An analysis of the SENSCIS trial showed that the rate of decline in forced vital capacity (FVC) was reduced in patients with systemic sclerosis (SSc)-associated interstitial lung disease (ILD) treated with nintedanib compared with placebo [1].

The large, randomised, controlled SENSCIS trial included 576 patients with SSc who also suffered from ILD with an HRCT scan that showed fibrosis affecting at least 10% of the lungs. Participants had a relatively short course of SSc with a maximum disease duration of 7 years. Participants were assigned to 52 weeks of placebo or 150 mg nintedanib twice weekly in addition to their usual immunosuppressive therapy, which in most cases was mycophenolate mofetil (MMF).
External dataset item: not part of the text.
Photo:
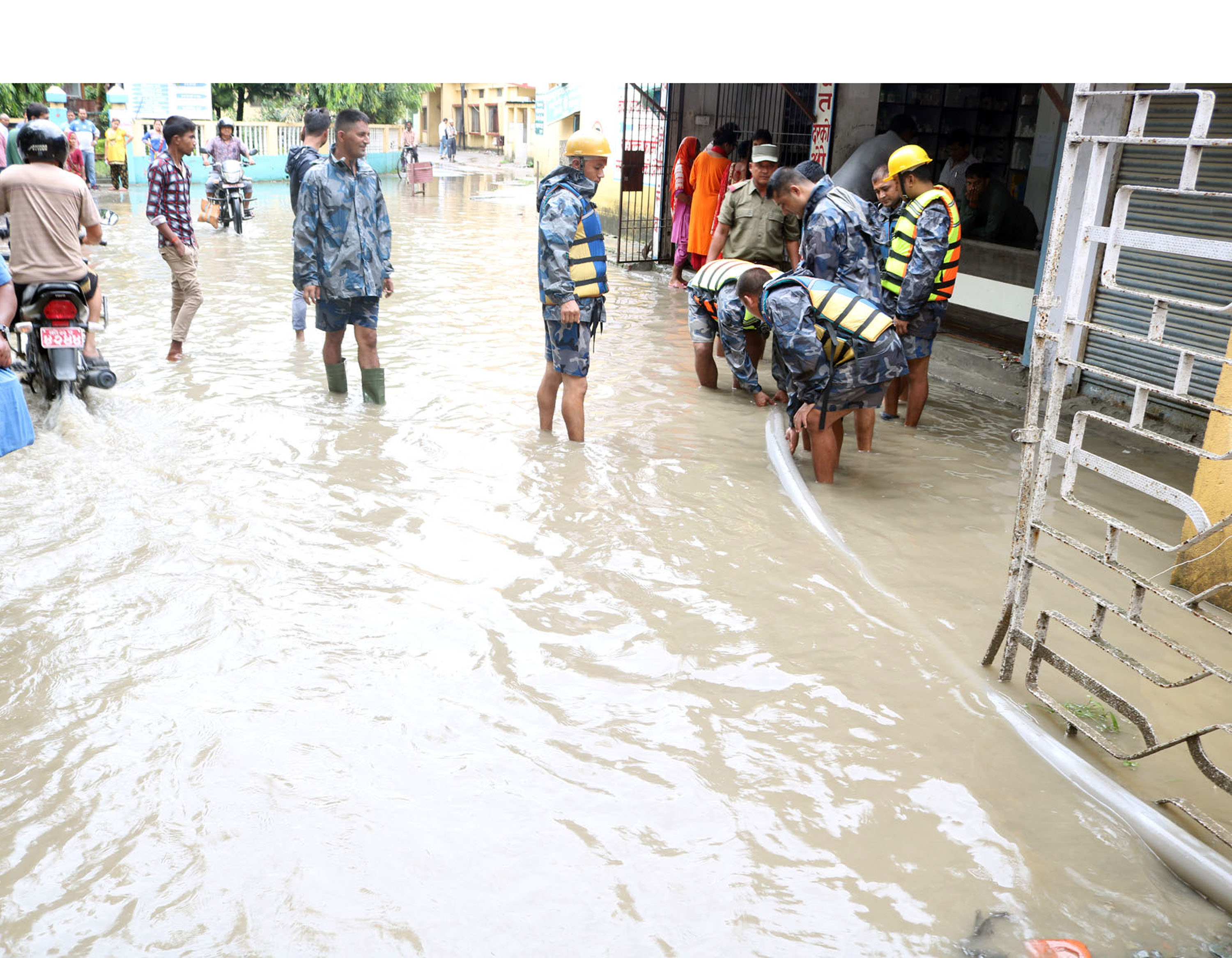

“SENSCIS met its primary endpoint: a reduction in the annual rate of decline in FVC,” said Dr Kristin Highland (Cleveland Clinic, Ohio, USA). After a year, in patients who took nintedanib, FVC declined by a mean of 52 mL, which was significantly less than the mean 93 mL decline seen among those who were given placebo. This translated into a 44% lower annual rate of lung function decline in patients taking nintedanib compared with placebo [2]. A subgroup analysis of the SENSCIS data presented at this year´s EULAR meeting showed that patients treated with MMF had a similar benefit from the therapy with nintedanib [3]. Treatment results were also independent of SSc subtype, sex, age, and race [3].

At the ERS meeting, Dr Highland presented a post-hoc analysis according to percentage of FVC loss. “Improvement with regard to change of FVC began early in treatment, with the efficacy curves separating by week 12 and continuing to diverge,” said Dr Highland. Over 52 weeks, the proportion of patients with any decline in FVC was lower in the nintedanib group compared with placebo, highlighting the high efficacy of the treatment.

The most frequent adverse event during therapy with nintedanib was diarrhoea. Prof. Highland pointed out that this can easily be managed; for example, by concomitant therapy with loperamide or by a dose reduction.

Dr Highland concluded that the open-label SENSCIS on continuation will allow for further data collection on safety and will establish whether treatment effects are sustainable longterm.

    1. Highland K. Abstract RCT1883, ERS 2019, 29 Sept-2 Oct, Madrid, Spain.
    2. Distler O, et al. N Engl J Med 2019;380(26):2518-28.
    3. Distler O, et al. Abstract OP0017, EULAR 2019, 12-15 June, Madrid, Spain.